Pipeline and Recent Corporate Highlights
-- Reported Positive Clinical Results from Phase 2 VENTURE Study of
Subcutaneous VK2735 for Obesity in 1H24; To Advance into Phase 3
Development. VK2735 is a wholly owned dual agonist of the glucagon like
peptide-1, or GLP-1 receptor, and the glucose dependent insulinotropic
polypeptide, or GIP receptor, for the potential treatment of obesity and
other metabolic disorders. During the first quarter of 2024, Viking
announced positive top-line results from a Phase 2 study called VENTURE.

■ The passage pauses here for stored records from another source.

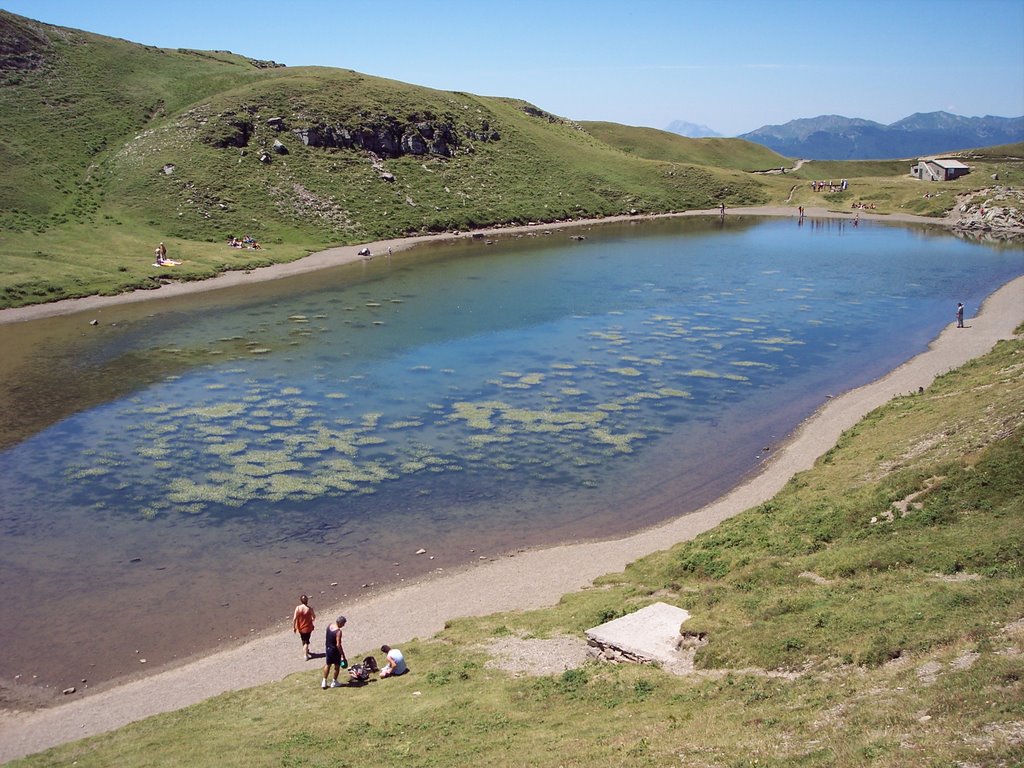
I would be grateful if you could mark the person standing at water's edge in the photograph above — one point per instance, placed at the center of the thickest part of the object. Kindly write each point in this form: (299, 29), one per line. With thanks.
(334, 652)
(302, 623)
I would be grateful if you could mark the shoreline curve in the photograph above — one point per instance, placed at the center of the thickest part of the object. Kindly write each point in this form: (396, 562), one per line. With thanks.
(340, 255)
(523, 581)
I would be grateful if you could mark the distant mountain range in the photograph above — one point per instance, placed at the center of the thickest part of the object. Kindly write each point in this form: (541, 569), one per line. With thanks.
(836, 137)
(691, 130)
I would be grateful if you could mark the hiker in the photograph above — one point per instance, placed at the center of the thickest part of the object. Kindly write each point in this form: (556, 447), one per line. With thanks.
(394, 663)
(302, 623)
(334, 652)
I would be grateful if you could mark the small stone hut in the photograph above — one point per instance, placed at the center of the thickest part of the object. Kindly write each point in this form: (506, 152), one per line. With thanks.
(939, 169)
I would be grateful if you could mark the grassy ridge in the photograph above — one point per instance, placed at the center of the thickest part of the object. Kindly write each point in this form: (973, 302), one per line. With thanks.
(654, 144)
(842, 631)
(112, 146)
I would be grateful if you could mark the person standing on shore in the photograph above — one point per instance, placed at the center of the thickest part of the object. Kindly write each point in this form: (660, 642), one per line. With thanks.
(302, 623)
(394, 662)
(334, 652)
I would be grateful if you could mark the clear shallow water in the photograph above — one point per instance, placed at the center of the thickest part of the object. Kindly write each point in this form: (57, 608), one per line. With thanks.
(471, 399)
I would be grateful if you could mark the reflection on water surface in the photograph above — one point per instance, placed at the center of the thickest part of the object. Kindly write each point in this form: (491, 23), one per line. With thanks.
(492, 396)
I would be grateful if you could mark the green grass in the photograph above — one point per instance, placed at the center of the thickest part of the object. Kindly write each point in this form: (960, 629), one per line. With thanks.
(839, 634)
(90, 132)
(654, 144)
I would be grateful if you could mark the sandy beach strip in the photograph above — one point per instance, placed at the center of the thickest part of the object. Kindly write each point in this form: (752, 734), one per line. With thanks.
(349, 254)
(524, 581)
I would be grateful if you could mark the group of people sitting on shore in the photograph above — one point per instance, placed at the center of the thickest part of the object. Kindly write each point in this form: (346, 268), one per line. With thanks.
(334, 651)
(246, 242)
(830, 185)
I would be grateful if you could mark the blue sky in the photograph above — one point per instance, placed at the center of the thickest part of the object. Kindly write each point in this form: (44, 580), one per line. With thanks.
(731, 65)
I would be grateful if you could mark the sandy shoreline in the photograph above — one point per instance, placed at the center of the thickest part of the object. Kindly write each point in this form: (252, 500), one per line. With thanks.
(528, 580)
(348, 254)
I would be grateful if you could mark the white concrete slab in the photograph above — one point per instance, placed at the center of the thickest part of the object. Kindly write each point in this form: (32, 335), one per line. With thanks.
(650, 634)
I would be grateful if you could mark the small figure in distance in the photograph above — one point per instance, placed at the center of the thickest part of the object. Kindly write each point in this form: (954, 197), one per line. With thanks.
(302, 623)
(394, 663)
(334, 654)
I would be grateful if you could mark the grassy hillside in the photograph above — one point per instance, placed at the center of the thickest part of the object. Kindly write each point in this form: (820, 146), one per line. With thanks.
(867, 615)
(112, 146)
(654, 144)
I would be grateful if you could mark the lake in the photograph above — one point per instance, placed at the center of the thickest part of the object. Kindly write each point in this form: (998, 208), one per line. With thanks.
(174, 476)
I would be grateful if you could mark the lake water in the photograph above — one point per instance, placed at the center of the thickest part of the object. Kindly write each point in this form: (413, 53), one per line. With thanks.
(176, 475)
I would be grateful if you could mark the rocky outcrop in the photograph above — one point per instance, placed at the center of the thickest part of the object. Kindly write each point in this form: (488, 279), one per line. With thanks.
(23, 43)
(390, 138)
(994, 212)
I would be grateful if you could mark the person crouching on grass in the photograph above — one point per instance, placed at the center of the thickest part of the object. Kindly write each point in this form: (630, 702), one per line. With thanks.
(394, 663)
(334, 652)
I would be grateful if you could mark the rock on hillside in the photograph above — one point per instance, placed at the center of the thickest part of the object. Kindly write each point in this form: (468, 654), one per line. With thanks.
(23, 43)
(996, 212)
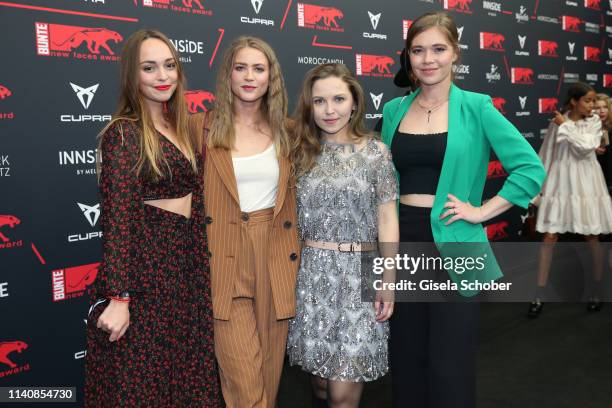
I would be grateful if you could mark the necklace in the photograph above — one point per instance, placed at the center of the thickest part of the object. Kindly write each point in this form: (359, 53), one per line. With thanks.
(430, 110)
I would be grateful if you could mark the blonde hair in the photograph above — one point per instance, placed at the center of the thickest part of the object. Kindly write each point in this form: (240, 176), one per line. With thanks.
(274, 103)
(442, 22)
(132, 107)
(608, 121)
(307, 135)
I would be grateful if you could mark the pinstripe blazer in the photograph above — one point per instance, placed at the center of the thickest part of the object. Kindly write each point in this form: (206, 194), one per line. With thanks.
(223, 218)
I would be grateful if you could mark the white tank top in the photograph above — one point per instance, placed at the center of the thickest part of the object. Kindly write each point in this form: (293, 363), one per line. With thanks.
(257, 179)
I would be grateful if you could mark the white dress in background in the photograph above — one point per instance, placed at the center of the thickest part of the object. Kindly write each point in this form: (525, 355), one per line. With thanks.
(574, 197)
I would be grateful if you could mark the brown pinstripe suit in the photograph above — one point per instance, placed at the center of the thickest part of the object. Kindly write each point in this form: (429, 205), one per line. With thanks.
(250, 333)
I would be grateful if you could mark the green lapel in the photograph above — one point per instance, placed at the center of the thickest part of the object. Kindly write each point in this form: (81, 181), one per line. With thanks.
(454, 148)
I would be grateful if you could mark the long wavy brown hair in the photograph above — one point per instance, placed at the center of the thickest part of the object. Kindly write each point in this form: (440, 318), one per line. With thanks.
(442, 22)
(306, 133)
(151, 162)
(274, 104)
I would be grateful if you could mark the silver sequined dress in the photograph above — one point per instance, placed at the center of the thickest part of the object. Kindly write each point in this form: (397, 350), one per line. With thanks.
(334, 334)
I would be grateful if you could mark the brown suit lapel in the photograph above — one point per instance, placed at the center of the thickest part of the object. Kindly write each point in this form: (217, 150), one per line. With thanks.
(284, 169)
(222, 160)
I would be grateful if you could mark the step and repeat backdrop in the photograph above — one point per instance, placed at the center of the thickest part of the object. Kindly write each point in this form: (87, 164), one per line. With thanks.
(59, 86)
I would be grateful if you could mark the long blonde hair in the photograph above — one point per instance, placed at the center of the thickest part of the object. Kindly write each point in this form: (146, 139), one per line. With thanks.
(274, 104)
(132, 107)
(307, 135)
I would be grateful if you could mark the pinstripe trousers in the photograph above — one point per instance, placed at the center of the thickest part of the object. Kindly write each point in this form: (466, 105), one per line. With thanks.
(250, 346)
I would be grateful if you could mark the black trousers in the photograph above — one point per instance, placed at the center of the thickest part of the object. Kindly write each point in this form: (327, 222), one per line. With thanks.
(432, 345)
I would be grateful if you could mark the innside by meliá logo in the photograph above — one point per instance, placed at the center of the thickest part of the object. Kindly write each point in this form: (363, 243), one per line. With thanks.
(10, 352)
(7, 223)
(83, 160)
(319, 17)
(178, 6)
(76, 42)
(5, 93)
(68, 283)
(197, 100)
(374, 65)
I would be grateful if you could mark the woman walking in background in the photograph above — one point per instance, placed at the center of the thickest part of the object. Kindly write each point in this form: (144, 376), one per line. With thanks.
(575, 196)
(150, 331)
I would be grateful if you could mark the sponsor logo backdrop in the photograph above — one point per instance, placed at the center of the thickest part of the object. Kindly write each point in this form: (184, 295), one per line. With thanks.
(58, 87)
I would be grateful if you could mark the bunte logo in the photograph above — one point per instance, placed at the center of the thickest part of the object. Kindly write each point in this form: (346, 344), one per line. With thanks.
(522, 76)
(491, 41)
(593, 4)
(195, 100)
(374, 65)
(462, 6)
(311, 16)
(77, 42)
(71, 282)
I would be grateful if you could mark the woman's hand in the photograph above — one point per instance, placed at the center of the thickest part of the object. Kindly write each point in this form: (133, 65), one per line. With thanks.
(559, 118)
(115, 319)
(383, 310)
(461, 211)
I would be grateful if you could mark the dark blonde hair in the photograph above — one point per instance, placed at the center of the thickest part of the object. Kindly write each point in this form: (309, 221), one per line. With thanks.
(274, 104)
(439, 20)
(132, 107)
(603, 97)
(306, 134)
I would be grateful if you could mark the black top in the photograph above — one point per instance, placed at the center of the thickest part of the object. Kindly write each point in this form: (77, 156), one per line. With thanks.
(418, 159)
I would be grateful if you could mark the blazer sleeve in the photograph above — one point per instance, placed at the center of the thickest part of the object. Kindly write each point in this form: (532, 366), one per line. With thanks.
(122, 209)
(525, 170)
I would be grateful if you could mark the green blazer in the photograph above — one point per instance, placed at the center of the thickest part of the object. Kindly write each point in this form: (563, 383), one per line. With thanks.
(474, 127)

This study was a randomized, double-blind, placebo-controlled
multicenter study designed to evaluate the safety, tolerability,
pharmacokinetics, and weight loss efficacy of VK2735, administered
subcutaneously, once weekly, for 13 weeks. The trial was designed to
enroll adults who are obese (BMI >=30 kg/m(2)) or adults who are
overweight (BMI >=27 kg/m(2)) with at least one weight-related comorbid
condition. The VENTURE trial successfully achieved its primary endpoint
and all secondary endpoints, with patients receiving VK2735
demonstrating statistically significant reductions in body weight
compared with placebo. Additionally, the study showed VK2735 to be safe
and well tolerated, with the majority of treatment emergent adverse
events (TEAEs) being categorized as mild or moderate. With respect to
the primary endpoint, patients receiving VK2735 demonstrated
statistically significant reductions in mean body weight from baseline,
ranging up to 14.7%, as well as statistically significant reductions in
mean body weight relative to placebo, ranging up to 13.1%. Statistically
significant differences compared to placebo were observed for all doses
starting at Week 1 and were maintained throughout the course of the
study. Weight loss in all treated cohorts appeared to be progressive
through 13 weeks and did not show evidence of plateauing. The company
believes further weight loss could be achieved through extended dosing
beyond the 13-week treatment period of this study.VK2735 also
demonstrated encouraging safety and tolerability in the VENTURE study,
with the majority of observed adverse events (AEs) being reported as
mild or moderate. Treatment and study discontinuation rates among VK2735
cohorts were well-balanced compared with placebo. Of gastrointestinal
(GI) related AEs, 95% were reported as mild or moderate. Across all
cohorts in the VENTURE study, GI-related AEs were most prevalent during
the first week of the study, with observed rates generally declining
through the remainder of the study.During the second quarter, Viking
received written responses to a U.S. Food and Drug Administration (FDA)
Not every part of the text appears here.